Meeting Rooms easy
Problem Statement
Given an array of meeting time intervals where intervals[i] = [starti, endi]
, determine if a person could attend all meetings.
Example 1:
Input: intervals = [[0,30],[5,10],[15,20]] Output: false Explanation: Since [5,10] and [15,20] overlap, it is impossible to attend both meetings.
Example 2:
Input: intervals = [[7,10],[2,4]] Output: true
Steps to Solve
-
Sort the intervals: Sort the intervals based on their start times. This allows us to efficiently check for overlaps.
-
Iterate and check for overlaps: Iterate through the sorted intervals.

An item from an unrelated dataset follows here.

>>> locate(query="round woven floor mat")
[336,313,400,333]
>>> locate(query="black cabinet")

For each interval, compare its start time with the end time of the previous interval. If the current interval's start time is less than or equal to the previous interval's end time, there's an overlap, and we can immediately return
false
. -
No overlaps found: If the iteration completes without finding any overlaps, it means all meetings can be attended, and we return
true
.
Explanation
The key idea is sorting. By sorting the intervals by start time, we ensure that we're checking for overlaps in a systematic way. We only need to compare each interval with the one immediately preceding it because if there's no overlap between consecutive intervals, there cannot be an overlap between non-consecutive intervals (due to the sorting).
Code (Java)
import java.util.Arrays;
class Solution {
public boolean canAttendMeetings(int[][] intervals) {
if (intervals == null || intervals.length == 0) {
return true; // No meetings, so no conflicts
}
// Sort intervals by start time
Arrays.sort(intervals, (a, b) -> a[0] - b[0]);
// Check for overlaps
for (int i = 1; i < intervals.length; i++) {
if (intervals[i][0] < intervals[i - 1][1]) {
return false; // Overlap detected
}
}
return true; // No overlaps found
}
}
Complexity Analysis
- Time Complexity: O(N log N), dominated by the sorting step. The iteration through the sorted array is O(N).
- Space Complexity: O(log N) or O(N), depending on the implementation of the sorting algorithm. In-place merge sort would be O(log N), while other algorithms might use O(N) extra space. If we ignore the space used by the input array itself, we can consider the space complexity to be O(log N) in a good implementation.